I am sure the first question arising in any sane person’s mind is why are we doing it? normally everyone goes the other way, we would want to make our cluster more secure and kerberize the cluster. And here I am, going the other way. It is due to change in how we want to use the clusters in the future.

  • All of our clusters are no-more multi-tenant, so losing authorization was lesser of a concern. We no longer needed to secure data between applications.
  • We used Redhat’s IPA as our Identity Provider and since we were moving to Centos, we wanted to get rid on IPA as well.
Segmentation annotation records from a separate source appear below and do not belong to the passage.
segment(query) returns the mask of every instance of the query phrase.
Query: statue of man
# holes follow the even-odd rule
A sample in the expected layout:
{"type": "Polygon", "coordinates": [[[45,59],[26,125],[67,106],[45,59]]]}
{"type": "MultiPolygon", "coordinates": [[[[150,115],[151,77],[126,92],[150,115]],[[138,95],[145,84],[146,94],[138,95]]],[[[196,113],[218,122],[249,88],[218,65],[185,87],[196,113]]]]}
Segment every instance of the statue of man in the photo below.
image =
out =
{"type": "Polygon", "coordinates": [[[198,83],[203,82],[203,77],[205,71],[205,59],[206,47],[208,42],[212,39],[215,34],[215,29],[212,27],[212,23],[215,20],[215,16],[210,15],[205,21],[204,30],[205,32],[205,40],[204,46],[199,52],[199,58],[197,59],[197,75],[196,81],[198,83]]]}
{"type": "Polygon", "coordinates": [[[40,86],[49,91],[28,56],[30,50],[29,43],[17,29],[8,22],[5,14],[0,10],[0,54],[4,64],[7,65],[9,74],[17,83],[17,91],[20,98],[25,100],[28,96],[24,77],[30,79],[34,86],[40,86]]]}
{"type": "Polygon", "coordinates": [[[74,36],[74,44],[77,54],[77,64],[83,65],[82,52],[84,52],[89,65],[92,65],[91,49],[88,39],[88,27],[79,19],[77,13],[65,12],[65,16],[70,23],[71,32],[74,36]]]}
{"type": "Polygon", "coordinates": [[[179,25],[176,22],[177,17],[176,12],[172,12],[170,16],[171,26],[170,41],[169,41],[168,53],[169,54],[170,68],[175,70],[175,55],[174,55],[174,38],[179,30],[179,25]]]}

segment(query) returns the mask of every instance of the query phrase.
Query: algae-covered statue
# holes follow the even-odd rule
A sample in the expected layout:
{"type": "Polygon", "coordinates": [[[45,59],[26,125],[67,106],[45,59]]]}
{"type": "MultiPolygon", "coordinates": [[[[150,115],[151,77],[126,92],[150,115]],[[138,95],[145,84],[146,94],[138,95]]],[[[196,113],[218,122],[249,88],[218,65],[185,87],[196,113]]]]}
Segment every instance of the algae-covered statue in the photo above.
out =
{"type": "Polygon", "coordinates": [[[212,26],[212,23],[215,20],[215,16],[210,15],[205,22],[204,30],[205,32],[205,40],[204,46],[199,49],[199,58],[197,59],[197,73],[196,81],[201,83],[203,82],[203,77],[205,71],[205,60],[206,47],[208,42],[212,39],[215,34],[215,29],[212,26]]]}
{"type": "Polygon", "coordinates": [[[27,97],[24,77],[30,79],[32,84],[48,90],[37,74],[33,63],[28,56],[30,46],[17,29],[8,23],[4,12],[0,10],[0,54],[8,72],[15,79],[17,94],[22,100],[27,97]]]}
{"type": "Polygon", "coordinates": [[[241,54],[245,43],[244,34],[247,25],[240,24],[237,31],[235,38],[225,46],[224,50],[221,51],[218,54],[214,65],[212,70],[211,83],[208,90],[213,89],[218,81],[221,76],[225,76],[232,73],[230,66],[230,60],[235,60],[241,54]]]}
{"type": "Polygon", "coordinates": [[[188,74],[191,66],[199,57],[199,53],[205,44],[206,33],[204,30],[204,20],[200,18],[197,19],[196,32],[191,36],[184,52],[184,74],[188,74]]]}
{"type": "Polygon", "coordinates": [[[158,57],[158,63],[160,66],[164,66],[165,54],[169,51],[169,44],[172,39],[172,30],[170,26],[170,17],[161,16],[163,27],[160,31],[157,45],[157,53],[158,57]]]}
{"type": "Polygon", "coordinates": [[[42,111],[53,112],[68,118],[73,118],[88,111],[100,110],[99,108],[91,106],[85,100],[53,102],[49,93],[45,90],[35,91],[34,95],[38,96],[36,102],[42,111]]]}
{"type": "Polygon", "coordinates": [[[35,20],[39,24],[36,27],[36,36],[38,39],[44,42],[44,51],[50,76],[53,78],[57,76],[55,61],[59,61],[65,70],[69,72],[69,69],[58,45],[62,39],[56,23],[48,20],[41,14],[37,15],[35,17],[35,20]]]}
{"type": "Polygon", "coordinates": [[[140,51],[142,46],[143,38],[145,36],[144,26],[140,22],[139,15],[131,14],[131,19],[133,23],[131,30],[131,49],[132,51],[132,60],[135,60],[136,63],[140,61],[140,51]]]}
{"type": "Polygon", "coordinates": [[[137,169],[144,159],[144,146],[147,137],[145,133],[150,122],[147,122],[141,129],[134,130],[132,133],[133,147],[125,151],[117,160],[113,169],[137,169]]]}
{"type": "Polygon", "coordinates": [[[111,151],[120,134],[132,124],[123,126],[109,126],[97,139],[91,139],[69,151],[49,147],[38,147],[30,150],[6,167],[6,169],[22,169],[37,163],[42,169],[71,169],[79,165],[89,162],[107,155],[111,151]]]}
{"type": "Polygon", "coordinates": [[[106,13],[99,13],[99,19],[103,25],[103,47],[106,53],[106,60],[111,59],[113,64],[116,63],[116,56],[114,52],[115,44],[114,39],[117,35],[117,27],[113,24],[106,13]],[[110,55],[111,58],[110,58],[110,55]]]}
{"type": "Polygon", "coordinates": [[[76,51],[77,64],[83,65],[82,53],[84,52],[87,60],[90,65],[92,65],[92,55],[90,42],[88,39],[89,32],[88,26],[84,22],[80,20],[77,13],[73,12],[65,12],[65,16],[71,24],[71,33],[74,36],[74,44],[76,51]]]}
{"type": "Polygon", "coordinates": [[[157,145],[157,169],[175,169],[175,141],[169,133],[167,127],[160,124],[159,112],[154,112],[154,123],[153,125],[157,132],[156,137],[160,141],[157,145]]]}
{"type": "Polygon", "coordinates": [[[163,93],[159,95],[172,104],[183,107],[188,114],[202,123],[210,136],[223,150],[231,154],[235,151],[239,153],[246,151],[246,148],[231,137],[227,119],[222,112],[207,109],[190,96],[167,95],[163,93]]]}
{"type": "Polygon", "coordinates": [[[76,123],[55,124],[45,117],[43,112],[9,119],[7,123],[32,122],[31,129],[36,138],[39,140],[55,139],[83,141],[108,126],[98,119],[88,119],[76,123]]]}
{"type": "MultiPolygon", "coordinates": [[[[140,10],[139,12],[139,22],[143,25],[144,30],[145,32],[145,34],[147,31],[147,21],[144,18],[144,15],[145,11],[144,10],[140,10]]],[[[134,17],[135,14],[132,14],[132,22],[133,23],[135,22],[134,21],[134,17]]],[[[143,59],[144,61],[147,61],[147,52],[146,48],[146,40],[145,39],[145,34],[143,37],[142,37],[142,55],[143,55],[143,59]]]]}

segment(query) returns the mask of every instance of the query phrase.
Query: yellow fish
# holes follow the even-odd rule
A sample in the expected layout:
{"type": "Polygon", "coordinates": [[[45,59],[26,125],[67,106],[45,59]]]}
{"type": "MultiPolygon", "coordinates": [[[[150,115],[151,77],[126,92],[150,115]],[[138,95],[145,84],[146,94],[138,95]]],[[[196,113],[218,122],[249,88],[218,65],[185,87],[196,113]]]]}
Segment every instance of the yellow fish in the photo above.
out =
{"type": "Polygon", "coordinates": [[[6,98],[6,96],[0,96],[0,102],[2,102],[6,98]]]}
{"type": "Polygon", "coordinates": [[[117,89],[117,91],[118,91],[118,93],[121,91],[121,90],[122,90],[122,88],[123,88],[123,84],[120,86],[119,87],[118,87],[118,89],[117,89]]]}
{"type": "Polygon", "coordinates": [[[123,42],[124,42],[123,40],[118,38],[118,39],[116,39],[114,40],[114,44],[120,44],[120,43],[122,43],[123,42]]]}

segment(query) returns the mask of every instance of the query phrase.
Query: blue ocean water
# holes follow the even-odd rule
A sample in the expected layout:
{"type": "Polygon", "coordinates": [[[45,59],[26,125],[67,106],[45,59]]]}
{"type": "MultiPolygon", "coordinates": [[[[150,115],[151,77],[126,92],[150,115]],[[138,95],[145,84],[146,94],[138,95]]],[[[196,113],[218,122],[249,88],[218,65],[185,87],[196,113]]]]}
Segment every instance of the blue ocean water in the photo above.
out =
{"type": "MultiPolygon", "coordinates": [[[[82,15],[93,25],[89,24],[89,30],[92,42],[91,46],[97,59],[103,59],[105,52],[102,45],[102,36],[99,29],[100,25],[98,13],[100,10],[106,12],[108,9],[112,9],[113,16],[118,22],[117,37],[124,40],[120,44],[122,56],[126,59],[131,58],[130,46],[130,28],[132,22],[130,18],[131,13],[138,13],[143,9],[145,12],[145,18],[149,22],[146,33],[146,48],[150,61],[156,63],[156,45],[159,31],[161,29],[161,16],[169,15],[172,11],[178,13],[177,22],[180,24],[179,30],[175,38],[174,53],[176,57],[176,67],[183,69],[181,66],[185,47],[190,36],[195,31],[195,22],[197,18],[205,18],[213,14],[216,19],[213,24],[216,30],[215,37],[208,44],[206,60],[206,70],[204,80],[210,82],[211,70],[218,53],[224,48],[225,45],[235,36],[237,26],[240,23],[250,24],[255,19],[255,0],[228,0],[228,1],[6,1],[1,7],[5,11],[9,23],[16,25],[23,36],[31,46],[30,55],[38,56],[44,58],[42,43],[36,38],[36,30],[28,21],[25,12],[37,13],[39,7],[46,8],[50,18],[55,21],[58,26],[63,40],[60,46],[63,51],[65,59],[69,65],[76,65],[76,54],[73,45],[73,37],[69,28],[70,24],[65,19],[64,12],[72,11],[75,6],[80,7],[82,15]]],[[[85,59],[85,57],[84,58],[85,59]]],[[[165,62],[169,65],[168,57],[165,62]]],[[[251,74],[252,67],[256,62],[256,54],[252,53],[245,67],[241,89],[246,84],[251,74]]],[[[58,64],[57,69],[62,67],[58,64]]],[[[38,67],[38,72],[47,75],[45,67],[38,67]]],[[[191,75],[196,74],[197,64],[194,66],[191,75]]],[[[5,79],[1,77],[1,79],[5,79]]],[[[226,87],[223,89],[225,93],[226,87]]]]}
An important point to keep in mind is that, authorization does not work without authentication, for obvious reasons. So, removing kerberos means, we no longer can use Sentry as well for granting access to databases and table.

I have covered the changes made to cluster configuration through Cloudera manager, but I am sure same changes can be easily made using Ambari as well.

Hadoop Properties to change

Service Property Name Property Value
Zookeeper enableSecurity (Enable Kerberos Authentication) False (uncheck)
HDFS hadoop.security.authentication Simple
HDFS hadoop.security.authorization False (uncheck)
HDFS dfs.datanode.address from 1004 (for Kerberos) to 50010 (default)
HDFS dfs.datanode.http.address from 1006 (for Kerberos) to 50075 (default)
HDFS Data Directory Permissions from 700 to 755
Hbase hbase.security.authentication Simple
Hbase hbase.security.authorization Simple
Solr Solr Secure Authentication Simple
Kafka kerberos.auth.enable False
Hue Kerberos Ticket Renewer Stop and delete Role

After removing kerberos authentication, to maintain the behavior in which all yarn container are executed as user submitting the yarn job and not as nobody user, we have to make changes in below parameters.

Service Property Name Property Value
Yarn yarn.nodemanager.linux-container-executor.nonsecure-mode.local-user yarn
Yarn yarn.nodemanager.linux-container-executor.nonsecure-mode.limit-users false

In CDH 5.11 , second parameter needs to set in safety and NOT just unchecking the parameter in Cloudera Manager, just edit parameter YARN Service Advanced Configuration Snippet (Safety Valve) for yarn-site.xml

As we are removing kerberos authentication, we have to get need to stop and delete Sentry which provides authorization. Before stopping and deleting the sentry service, make below changes in the configuration.

Service Property Name Property Value
Solr Sentry Service none
Hive Sentry Service none
Impala Sentry Service none
Hue Sentry Service none
Kafka Sentry Service none

Clear yarn usercache - follow the steps detailed here in Cloudera community article. Delete the all the usercache carefully on all the nodes and all directories, here is a sample command I used on the hosts with nodemanager roles rm -rf /mnt/dsk/*/yarn/nm/usercache/*'

Along with the Cluster changes, after disabling Kerberos, some code changes are also required. All users interacting with the cluster need to update the configs.

  • Impala - impala-shell connection need to remove -k flag while connecting to impala
  • Spark - in spark-submit, flag for --keytab and --principal need to removed from the command
  • Oozie - Add config user.name to workflow config to make user actions are executed as the specified user.

There are more changes based on different access patterns to cluster, but most of the changes follow either of these two themes.

  1. Ignore or remove the parameters which passes the kerberos principal and keytab for authentication to the service.
  2. Since on a kerberos cluster, principal specifies the identification on user which is trying to access to cluster services, hence after removing the kerberos authentication, we need to add parameters like user.name or define the environment variable HADOOP_USER_NAME

So, this is my experience for un kerberising the hadoop cluster, please let me know if you find this helpful and share your experiences.